Los milagros de la vidaStefan Zweig es uno de los escritores más importantes de comienzos de siglo y uno de esos autores fascinantes del período de Entreguerras que hay que leer (no hay discusión posible, al menos hay que leerse un libro suyo). Tiene ensayos, tiene novelas (ya os hemos hablado anteriormente de La impaciencia del corazón) o novelas cortas. En Europa fue siempre un escritor muy leído y traducido, aunque el estreno este invierno de El gran hotel Budapest lo ha puesto de moda (nuevamente) a nivel global. El gran hotel Budapest debe mucho a Zweig, como confesaba su director, Wes Anderson, en las entrevistas (y como ha añadido en los títulos de crédito) y ha impulsado que los lectores busquen y se acerquen al escritor.

Hoy, en el libro de la semana, os damos los primeros párrafos de lo último que hemos leído de Stefan Zweig en la redacción de Librópatas, Los milagros de la vida, editado por Acantilado, una novela corta sobre la confusión de los sentimientos (¡cómo no!) y la intolerancia religiosa.

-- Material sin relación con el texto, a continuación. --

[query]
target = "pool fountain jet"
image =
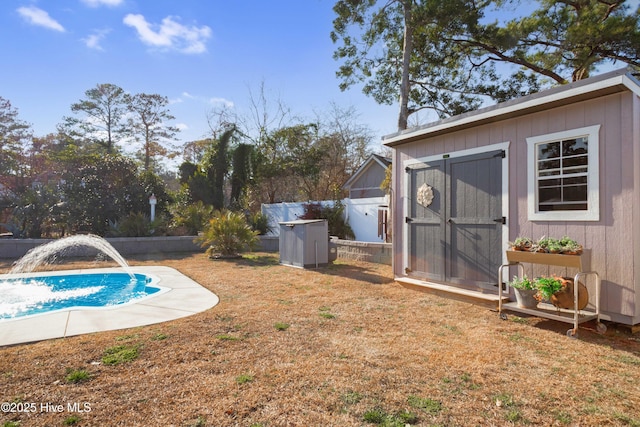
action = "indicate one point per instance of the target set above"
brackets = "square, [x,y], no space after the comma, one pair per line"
[45,254]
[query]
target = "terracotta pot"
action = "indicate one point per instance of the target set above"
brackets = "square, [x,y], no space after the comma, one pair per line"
[564,297]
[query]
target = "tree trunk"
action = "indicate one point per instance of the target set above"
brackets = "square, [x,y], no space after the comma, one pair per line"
[407,48]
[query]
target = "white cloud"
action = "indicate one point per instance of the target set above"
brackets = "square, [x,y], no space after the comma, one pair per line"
[39,17]
[221,101]
[170,34]
[211,101]
[93,40]
[97,3]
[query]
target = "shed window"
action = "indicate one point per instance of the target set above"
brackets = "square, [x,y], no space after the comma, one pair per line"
[563,177]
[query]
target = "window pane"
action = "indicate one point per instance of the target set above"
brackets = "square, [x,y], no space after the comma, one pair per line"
[548,151]
[572,147]
[575,161]
[549,194]
[549,164]
[565,207]
[575,193]
[550,183]
[578,180]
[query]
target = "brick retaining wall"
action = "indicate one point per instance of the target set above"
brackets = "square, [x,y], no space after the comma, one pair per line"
[362,251]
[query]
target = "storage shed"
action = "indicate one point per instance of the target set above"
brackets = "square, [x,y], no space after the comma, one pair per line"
[562,162]
[304,243]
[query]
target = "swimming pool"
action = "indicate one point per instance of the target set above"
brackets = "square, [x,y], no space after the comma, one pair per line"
[33,294]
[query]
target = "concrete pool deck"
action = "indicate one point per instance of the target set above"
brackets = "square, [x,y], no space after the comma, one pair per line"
[183,297]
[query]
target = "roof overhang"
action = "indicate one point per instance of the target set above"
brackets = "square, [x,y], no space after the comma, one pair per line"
[605,84]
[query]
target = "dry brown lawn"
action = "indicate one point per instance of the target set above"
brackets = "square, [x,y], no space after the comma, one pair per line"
[339,346]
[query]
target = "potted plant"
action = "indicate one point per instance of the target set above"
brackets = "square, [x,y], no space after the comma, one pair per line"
[525,291]
[521,244]
[570,246]
[564,298]
[547,286]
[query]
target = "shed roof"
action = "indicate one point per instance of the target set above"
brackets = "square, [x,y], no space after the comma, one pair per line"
[372,159]
[604,84]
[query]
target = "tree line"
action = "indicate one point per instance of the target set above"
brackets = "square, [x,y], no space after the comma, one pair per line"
[452,56]
[96,173]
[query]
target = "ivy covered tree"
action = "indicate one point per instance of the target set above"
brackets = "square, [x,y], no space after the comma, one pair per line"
[445,55]
[99,118]
[98,191]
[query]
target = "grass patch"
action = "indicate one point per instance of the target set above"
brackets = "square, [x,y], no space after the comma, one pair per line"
[120,354]
[629,360]
[244,378]
[563,417]
[72,420]
[127,337]
[632,422]
[324,313]
[351,397]
[77,376]
[159,337]
[327,315]
[281,326]
[380,417]
[227,337]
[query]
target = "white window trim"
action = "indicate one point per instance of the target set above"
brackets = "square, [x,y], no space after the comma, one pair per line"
[593,176]
[417,162]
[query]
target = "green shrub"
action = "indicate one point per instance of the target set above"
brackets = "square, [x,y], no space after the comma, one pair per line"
[260,223]
[192,217]
[119,354]
[228,234]
[334,216]
[77,376]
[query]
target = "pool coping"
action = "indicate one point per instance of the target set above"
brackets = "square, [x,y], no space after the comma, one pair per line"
[183,297]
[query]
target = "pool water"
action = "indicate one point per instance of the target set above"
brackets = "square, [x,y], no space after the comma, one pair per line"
[31,295]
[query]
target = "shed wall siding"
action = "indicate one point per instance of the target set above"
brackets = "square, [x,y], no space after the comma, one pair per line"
[609,238]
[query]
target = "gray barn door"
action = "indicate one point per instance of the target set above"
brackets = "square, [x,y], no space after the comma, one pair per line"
[455,236]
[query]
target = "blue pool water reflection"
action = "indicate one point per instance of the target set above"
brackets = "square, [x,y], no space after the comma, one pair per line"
[25,296]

«El gris pendón de niebla se cernía, pesado, sobre Amberes, envolviendo por completo la ciudad en su capa densa y opresiva. Las casas rezumaban un fino vaho, y las calles conducían hacia lo incierto, aunque por ellas circulaba, como desciende la palabra de Dios desde las nubes, un tañido estruendoso y el zumbido de un clamor, pues las torres de la iglesia, desde las que las campanas se lamentaban orando con voz ahogada, estaban sumidas en aquel gran mar de niebla indómito que llenaba tanto la ciudad como el campo y que más allá, en el puerto, ceñía el oleaje ligeramente encrespado del océano. Aquí y allá un débil rayo de luz luchaba con la vaporosa humedad y trataba de iluminar un deslumbrante letrero. Solo el bullicio, que se perdía a lo lejos, y las risas surgidas de ásperos gaznates delataban la taberna en la que se habían reunido los que tenían frío y los que se sentían incómodos con aquel temporal. Las calles estaban vacías, y cuando alguna silueta pasaba por ellas, se trataba tan sólo de una línea fugaz, que rápidamente se deshacía en la niebla. Aquella era una mañana de domingo desconsolada y exhausta.

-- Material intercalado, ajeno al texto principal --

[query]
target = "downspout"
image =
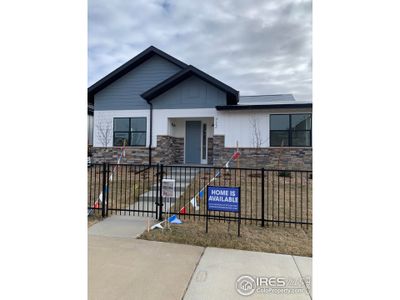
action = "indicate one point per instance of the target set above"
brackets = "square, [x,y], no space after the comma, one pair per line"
[151,129]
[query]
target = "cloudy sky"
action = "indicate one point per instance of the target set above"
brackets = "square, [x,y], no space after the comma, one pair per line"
[255,46]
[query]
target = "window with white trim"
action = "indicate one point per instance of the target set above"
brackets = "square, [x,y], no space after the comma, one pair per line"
[130,131]
[290,130]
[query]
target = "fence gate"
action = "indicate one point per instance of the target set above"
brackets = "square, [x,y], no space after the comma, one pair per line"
[125,189]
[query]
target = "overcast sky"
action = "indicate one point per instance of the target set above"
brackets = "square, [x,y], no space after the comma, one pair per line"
[257,47]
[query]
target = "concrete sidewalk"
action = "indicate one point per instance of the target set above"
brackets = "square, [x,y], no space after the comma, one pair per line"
[121,226]
[219,269]
[123,267]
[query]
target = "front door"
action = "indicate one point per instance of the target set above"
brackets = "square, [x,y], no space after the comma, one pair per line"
[193,142]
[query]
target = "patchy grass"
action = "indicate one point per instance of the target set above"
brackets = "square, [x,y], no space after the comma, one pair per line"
[283,240]
[93,219]
[126,185]
[287,198]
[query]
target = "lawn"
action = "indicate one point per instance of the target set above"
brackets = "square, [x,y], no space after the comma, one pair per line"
[124,188]
[287,199]
[292,241]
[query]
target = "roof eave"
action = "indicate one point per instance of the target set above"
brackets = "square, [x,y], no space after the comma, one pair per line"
[127,67]
[263,106]
[232,98]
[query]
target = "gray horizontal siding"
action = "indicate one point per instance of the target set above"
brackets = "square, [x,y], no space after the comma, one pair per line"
[124,93]
[191,93]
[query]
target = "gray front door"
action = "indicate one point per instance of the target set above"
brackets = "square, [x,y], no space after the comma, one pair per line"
[193,142]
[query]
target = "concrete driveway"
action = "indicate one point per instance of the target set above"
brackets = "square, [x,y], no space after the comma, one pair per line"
[123,267]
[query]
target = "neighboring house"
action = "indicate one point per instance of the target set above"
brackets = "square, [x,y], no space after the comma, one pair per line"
[166,111]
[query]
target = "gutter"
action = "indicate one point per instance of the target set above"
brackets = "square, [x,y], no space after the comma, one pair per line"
[151,129]
[263,106]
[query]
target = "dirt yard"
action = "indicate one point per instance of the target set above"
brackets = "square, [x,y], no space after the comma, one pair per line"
[293,241]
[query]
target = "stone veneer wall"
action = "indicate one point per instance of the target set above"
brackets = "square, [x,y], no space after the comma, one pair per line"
[169,150]
[291,158]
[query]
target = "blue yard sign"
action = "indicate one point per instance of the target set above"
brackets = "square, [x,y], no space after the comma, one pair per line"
[221,198]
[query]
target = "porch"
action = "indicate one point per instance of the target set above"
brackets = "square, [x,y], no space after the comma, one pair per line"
[192,139]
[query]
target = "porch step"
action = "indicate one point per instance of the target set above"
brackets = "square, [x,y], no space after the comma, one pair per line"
[178,186]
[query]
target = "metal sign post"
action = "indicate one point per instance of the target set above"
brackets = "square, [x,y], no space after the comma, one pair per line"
[168,191]
[223,198]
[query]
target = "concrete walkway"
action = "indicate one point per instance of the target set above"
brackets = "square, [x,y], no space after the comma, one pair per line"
[120,226]
[123,267]
[219,269]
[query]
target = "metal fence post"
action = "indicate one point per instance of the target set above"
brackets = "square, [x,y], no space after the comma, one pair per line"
[262,197]
[160,195]
[104,193]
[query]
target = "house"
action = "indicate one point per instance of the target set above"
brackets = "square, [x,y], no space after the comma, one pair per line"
[165,111]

Tan sólo las campanas llamaban y llamaban sin interrupción, como desesperadas porque la niebla ahogaba su grito. Y es que los devotos eran escasos. La herejía extranjera había arraigado en el país, y quien no había renegado se había vuelto más indolente y decaído en el servicio al Señor, de modo que bastaba un banco de niebla matinal para que muchos se distanciaran de su deber. Unas cuantas ancianas arrugadas, que susurraban sus rosarios con aplicación, gente pobre vestida con sus modestos trajes de domingo, se encontraban como perdidas en el interior del profundo y oscuro recinto sagrado, desde el que refulgían la brillante casulla, como una llama suave y delicada, y el oro resplandeciente de los altares y las capillas. La niebla parecía filtrarse a través de los altos muros, pues también aquí se había instalado el ánimo triste y frío que reinaba en las calles abandonadas, inmersas en la bruma».